The cross-validation score has improved from 0.8585 to 0.8698 which is a considerable improvement. Next, we create a submission file using the obtain classifier and submit it to Kaggle for evaluation:

def make_submission_file(y_test_pred, filename=None):
    submit_data = pd.DataFrame(columns=['ID', 'ACTION'])
    submit_data['ID'] = xrange(1, len(y_test_pred)+1)
    submit_data['ACTION'] = y_test_pred
    if not filename:
        filename = 'submit.csv'
    submit_data.to_csv(filename, index=False)
    
y_test_pred = clf.predict_log_proba(X_test_ohe)[:, 1]
make_submission_file(y_test_pred, 'submit/submit.csv')

We receive scores of 0.89919 and 0.89322 on public and private leaderboards, respectively. Interestingly, the leaderboard scores are higher than our own local cross-validation score which is encouraging.

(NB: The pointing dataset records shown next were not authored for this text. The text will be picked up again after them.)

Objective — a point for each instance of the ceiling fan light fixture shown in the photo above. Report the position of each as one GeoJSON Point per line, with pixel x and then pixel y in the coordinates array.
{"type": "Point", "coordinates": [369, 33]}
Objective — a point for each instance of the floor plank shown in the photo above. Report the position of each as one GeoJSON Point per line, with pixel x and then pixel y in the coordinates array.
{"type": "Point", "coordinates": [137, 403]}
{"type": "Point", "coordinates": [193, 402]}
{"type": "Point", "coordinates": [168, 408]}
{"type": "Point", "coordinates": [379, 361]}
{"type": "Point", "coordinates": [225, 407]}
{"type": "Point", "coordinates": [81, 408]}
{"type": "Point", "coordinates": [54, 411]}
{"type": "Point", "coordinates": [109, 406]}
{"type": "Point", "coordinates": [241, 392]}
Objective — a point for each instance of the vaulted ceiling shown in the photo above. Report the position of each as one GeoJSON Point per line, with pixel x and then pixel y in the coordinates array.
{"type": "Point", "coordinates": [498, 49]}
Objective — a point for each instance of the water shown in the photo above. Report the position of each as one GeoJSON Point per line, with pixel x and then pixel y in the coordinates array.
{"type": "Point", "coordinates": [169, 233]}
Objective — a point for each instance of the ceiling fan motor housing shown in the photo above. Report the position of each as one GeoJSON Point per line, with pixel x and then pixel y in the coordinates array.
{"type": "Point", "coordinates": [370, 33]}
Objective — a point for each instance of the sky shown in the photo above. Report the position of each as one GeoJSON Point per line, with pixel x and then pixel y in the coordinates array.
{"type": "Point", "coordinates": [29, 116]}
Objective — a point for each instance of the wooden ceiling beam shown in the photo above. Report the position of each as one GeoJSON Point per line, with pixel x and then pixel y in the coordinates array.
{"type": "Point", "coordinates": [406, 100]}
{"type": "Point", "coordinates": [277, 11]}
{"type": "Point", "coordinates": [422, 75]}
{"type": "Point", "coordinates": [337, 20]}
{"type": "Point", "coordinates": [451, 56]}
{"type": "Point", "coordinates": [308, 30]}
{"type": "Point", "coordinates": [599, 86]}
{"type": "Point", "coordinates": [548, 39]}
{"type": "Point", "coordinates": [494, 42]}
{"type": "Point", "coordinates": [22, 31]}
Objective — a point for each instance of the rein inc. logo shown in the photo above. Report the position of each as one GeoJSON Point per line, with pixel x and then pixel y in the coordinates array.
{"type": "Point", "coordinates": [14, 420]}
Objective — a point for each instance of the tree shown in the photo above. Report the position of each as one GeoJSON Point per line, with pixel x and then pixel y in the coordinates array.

The private leaderboard score is used to determine the winning solution. The winning solution in this competition has the score of 0.92360. Comparing our score to this score, our score is around 97% of the winning solution which is promising. Achieving the other 3% would require employing more complex models and more extensive hyper-parameter tuning. We present some ideas how to do this in the next section.

End Notes

In this article, we considered the problem of predicting access requirements for new Amazon employees. We first performed an exploratory data analysis which helped us become more familiar with the data. We also learned that all data features are categorical, which motivated the use of one-hot-encoding later when building our model. We compared the performance of several classification algorithms. We then picked Logistic-Regression due to its good performance and simplicity. We managed to achieve a great score using feature engineering together with cross-validation and hyper-parameter tunning.

To further improve our model, we can try other classification algorithms which showed promising results in our performance comparison. In particular, as a next step we can try Random Forest and AdaBoost classifiers which offer better performance at the expense of higher complexity.